Timeline and Summary Data
trace_view.json
As shown in Figure 1, trace data is displayed in the following areas:
- Area 1: upper-layer application data, including the time consumption information of upper-layer application operators.
- Area 2: data at the CANN layer, including the time consumption data of the AscendCL, GE, and Runtime components.
- Area 3: bottom-layer NPU data, including the time consumption data of Task Scheduler, iteration trace data, and other Ascend AI Processor system data.
- Area 4: details about each operator and API in a trace event, which are displayed when you click the trace event.

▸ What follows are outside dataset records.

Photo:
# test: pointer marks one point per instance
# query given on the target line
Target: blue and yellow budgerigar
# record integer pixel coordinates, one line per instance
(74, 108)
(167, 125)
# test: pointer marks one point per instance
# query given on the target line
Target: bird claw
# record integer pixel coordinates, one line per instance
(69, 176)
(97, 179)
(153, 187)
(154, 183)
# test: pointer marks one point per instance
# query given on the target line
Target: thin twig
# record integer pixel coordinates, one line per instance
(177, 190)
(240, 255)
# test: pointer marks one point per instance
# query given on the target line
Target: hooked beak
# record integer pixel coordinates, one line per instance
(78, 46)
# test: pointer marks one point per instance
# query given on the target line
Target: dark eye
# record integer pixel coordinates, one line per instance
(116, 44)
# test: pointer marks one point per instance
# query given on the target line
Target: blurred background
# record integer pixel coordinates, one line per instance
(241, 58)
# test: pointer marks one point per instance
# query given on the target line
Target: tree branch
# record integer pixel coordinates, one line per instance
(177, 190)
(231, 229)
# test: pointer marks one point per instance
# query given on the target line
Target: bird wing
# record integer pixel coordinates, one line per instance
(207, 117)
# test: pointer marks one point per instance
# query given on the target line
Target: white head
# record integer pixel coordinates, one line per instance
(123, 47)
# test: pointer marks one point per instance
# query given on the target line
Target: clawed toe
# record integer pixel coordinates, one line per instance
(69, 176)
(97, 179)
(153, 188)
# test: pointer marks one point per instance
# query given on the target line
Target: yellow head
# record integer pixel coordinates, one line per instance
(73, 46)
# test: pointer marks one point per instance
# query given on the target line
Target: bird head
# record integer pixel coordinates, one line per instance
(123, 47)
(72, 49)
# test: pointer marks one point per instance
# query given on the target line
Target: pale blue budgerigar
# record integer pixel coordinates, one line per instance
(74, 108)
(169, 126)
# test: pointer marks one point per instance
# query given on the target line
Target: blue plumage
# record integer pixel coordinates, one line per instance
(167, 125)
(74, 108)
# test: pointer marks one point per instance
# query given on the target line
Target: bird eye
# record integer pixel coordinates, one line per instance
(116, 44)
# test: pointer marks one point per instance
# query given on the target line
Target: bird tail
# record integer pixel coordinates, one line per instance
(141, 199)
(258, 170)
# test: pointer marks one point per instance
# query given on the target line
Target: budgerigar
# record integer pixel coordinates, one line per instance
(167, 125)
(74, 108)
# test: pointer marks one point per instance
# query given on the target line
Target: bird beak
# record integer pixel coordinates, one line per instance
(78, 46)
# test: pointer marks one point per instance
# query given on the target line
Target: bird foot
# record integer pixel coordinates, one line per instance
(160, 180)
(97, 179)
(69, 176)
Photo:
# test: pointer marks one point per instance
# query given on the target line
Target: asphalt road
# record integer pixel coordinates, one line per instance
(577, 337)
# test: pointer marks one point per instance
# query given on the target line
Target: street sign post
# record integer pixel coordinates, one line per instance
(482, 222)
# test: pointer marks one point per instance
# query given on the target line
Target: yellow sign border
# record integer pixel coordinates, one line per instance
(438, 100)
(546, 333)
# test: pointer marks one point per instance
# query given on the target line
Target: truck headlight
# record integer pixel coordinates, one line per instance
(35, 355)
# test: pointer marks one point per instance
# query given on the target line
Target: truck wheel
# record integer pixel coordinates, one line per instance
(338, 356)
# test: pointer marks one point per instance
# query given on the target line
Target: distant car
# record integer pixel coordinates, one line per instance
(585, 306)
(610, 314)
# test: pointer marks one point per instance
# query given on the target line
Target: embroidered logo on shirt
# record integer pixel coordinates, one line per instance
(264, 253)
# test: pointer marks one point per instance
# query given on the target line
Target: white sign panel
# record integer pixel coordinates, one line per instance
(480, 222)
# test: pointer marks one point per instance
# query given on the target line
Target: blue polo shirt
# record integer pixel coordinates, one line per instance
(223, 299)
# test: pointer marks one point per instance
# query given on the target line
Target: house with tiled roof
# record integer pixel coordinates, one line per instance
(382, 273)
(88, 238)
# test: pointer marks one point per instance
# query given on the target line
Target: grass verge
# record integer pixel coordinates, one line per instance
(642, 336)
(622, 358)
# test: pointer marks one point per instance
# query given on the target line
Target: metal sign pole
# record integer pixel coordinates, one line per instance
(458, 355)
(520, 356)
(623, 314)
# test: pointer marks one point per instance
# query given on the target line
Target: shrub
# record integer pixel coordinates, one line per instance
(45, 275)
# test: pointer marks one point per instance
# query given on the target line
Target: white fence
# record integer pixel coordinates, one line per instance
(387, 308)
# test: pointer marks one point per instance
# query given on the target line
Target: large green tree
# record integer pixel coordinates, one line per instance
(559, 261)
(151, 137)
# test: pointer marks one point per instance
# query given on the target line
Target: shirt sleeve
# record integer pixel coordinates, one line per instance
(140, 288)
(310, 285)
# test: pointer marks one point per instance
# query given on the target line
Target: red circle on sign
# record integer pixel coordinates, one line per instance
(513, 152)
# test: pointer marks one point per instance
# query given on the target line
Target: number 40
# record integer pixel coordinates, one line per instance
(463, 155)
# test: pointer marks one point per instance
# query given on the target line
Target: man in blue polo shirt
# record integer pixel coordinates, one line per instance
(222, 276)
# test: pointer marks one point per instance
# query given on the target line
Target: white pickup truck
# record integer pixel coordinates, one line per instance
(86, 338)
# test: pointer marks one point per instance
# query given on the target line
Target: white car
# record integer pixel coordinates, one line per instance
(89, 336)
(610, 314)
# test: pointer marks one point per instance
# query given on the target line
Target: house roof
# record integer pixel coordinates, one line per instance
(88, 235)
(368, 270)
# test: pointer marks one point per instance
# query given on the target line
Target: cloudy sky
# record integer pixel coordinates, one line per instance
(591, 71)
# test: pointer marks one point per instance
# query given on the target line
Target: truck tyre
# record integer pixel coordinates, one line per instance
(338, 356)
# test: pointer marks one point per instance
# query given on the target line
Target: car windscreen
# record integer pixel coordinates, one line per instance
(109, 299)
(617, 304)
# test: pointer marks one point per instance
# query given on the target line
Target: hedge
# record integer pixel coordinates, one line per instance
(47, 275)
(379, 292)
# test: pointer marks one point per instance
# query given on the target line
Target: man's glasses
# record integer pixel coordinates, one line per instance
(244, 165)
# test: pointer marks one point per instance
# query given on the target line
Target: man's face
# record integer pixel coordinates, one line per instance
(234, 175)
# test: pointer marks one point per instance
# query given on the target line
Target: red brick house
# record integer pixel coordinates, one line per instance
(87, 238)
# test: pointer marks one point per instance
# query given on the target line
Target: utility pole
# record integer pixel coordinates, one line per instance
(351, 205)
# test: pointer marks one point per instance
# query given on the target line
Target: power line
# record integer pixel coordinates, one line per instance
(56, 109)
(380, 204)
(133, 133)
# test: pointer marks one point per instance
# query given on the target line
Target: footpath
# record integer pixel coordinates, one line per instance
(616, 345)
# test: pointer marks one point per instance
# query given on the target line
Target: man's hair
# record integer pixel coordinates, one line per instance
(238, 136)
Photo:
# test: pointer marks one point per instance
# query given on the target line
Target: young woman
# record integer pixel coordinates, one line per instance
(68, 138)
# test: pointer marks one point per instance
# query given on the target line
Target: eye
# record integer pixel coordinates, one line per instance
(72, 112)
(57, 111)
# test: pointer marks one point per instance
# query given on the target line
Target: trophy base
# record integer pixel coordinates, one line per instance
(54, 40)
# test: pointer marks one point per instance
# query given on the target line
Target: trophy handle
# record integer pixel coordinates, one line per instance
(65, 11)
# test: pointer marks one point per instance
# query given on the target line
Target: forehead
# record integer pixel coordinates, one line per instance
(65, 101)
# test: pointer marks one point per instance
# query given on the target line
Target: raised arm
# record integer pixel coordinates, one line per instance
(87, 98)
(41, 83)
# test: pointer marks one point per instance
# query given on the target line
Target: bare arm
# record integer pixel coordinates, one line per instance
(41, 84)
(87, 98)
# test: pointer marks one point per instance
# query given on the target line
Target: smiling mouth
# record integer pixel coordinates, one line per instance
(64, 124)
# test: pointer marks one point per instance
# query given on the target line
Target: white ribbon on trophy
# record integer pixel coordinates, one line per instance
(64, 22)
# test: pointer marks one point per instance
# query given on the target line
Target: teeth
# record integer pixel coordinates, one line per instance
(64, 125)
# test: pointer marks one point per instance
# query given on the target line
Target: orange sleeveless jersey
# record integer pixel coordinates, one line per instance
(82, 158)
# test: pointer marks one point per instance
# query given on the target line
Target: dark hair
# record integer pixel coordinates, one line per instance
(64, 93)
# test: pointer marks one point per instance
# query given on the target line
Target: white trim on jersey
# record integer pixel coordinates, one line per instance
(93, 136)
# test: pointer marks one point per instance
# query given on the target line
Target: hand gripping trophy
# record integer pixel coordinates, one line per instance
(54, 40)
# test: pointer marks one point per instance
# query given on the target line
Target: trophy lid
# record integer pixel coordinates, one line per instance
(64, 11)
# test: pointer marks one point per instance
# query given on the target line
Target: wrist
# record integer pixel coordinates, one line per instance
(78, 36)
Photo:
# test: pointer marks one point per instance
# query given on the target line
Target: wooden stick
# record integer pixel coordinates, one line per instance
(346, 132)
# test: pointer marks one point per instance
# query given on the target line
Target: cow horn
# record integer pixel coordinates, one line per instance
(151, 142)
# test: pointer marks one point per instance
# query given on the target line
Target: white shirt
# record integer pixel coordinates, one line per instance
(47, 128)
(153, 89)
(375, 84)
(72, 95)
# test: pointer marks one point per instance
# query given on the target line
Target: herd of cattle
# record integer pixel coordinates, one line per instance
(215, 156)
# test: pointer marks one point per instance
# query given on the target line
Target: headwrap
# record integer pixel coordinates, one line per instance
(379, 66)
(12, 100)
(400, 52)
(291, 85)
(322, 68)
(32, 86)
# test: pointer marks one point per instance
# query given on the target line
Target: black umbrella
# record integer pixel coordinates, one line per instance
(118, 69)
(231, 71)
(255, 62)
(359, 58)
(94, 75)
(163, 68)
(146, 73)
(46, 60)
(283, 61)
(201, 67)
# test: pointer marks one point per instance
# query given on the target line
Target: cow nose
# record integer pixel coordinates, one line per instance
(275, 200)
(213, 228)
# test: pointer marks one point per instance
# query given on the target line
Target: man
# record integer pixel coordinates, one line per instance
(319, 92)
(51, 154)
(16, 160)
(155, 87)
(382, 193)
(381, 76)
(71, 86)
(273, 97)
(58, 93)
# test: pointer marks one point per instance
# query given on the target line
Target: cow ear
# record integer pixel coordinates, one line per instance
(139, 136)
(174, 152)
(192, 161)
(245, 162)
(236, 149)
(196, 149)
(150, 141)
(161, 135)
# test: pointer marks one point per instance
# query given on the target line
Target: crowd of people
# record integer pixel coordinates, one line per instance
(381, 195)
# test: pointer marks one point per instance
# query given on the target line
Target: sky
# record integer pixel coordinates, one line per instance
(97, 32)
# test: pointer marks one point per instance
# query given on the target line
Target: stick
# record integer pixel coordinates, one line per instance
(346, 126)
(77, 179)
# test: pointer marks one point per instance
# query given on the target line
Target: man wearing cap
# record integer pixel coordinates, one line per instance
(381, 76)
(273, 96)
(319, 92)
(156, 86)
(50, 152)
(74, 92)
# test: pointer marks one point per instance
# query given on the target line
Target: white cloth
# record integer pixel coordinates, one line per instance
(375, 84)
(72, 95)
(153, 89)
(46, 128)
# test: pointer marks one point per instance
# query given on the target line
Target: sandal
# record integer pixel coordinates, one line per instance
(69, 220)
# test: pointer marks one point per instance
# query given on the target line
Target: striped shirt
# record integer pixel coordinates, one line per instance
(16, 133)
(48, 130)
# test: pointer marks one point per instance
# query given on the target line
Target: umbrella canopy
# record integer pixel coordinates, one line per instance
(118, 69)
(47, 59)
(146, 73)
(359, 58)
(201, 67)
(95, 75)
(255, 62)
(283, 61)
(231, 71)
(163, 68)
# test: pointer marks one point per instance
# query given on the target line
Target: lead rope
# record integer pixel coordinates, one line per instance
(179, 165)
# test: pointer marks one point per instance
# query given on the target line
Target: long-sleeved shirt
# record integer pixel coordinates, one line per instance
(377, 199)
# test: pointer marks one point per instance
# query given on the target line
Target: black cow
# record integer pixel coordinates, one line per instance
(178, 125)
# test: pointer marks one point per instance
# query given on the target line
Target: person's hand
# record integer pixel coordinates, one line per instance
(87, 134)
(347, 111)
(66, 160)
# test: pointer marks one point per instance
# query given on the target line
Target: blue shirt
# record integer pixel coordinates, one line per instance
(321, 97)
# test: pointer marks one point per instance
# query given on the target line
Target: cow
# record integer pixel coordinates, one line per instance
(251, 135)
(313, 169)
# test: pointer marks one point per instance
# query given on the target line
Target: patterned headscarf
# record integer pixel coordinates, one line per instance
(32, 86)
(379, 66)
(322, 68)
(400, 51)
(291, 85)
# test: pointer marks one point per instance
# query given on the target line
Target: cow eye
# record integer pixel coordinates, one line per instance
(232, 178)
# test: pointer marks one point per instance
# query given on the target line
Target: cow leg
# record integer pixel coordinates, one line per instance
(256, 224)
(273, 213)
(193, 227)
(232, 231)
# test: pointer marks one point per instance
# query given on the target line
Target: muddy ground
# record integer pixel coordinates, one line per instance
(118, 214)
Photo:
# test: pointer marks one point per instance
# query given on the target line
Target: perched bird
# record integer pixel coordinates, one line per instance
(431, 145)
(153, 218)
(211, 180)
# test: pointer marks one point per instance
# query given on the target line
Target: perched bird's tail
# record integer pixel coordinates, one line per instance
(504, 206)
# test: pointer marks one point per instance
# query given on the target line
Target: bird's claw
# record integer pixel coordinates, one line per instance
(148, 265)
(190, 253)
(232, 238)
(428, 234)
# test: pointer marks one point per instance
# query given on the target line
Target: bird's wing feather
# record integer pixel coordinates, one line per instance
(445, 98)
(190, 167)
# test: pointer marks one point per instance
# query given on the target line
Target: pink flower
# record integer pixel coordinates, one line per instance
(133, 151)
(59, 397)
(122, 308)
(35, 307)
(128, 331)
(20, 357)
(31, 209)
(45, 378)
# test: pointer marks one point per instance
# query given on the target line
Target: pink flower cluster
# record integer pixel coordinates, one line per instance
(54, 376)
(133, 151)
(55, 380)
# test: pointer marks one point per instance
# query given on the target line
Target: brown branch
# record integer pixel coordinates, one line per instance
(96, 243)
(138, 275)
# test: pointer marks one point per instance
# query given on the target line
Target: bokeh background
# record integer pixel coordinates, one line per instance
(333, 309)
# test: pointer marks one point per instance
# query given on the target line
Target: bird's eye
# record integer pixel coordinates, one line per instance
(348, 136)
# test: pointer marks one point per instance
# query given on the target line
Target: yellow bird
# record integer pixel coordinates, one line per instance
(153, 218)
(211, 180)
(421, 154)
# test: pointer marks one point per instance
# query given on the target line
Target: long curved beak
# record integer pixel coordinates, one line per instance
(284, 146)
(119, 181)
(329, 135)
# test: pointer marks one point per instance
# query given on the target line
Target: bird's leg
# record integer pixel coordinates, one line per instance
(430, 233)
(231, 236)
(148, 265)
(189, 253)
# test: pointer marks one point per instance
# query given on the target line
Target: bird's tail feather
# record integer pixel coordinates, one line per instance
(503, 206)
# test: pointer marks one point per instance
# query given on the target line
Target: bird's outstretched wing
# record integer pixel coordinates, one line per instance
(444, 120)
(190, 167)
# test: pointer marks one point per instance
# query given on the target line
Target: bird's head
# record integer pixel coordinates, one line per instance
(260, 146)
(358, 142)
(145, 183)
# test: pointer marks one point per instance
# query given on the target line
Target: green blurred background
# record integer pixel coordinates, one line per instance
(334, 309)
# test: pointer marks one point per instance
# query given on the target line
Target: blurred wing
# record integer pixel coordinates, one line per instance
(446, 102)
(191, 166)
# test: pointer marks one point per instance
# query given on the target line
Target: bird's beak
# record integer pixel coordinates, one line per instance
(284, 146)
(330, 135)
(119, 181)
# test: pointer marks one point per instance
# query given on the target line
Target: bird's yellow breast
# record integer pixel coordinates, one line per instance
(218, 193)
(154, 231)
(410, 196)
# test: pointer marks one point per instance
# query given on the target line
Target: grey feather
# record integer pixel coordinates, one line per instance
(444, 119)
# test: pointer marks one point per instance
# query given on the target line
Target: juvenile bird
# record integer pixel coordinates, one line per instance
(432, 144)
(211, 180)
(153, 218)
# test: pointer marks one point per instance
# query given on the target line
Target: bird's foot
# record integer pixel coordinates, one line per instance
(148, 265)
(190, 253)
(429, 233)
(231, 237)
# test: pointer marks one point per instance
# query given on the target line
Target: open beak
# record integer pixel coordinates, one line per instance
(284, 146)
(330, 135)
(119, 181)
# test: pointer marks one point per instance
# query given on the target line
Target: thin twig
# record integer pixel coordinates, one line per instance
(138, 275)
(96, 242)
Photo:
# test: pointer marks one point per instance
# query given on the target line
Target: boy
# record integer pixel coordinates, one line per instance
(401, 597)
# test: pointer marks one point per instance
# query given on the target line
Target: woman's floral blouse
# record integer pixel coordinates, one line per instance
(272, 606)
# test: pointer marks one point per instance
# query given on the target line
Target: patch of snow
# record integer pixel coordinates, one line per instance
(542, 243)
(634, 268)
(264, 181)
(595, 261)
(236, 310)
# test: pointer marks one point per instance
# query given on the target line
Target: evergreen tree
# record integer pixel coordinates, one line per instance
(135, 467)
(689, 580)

The trace_view.json file can be opened in TensorBoard, chrome://tracing/, and https://ui.perfetto.dev/.
When record_shapes is enabled, Input Dims and Input type are displayed for upper-layer application operators in trace_view.
When with_stack is enabled, Call stack is displayed for upper-layer application operators in trace_view.
The sampling result in the Figure 4, that is, the time segment at the Python GC layer is the GC execution time.
During GC, the current process is blocked. You need to wait until the GC finishes. If the GC takes a long time, you can adjust the GC parameters (see gc.set_threshold in Garbage Collector) to relieve the process blocking caused by GC.
kernel_details.csv
The kernel_details.csv file is controlled by the torch_npu.profiler.ProfilerActivity.NPU switch. It contains information about all operators executed on the NPU. If the user frontend calls schedule to perform step dotting, the Step Id field is added. Table 1 describes the fields.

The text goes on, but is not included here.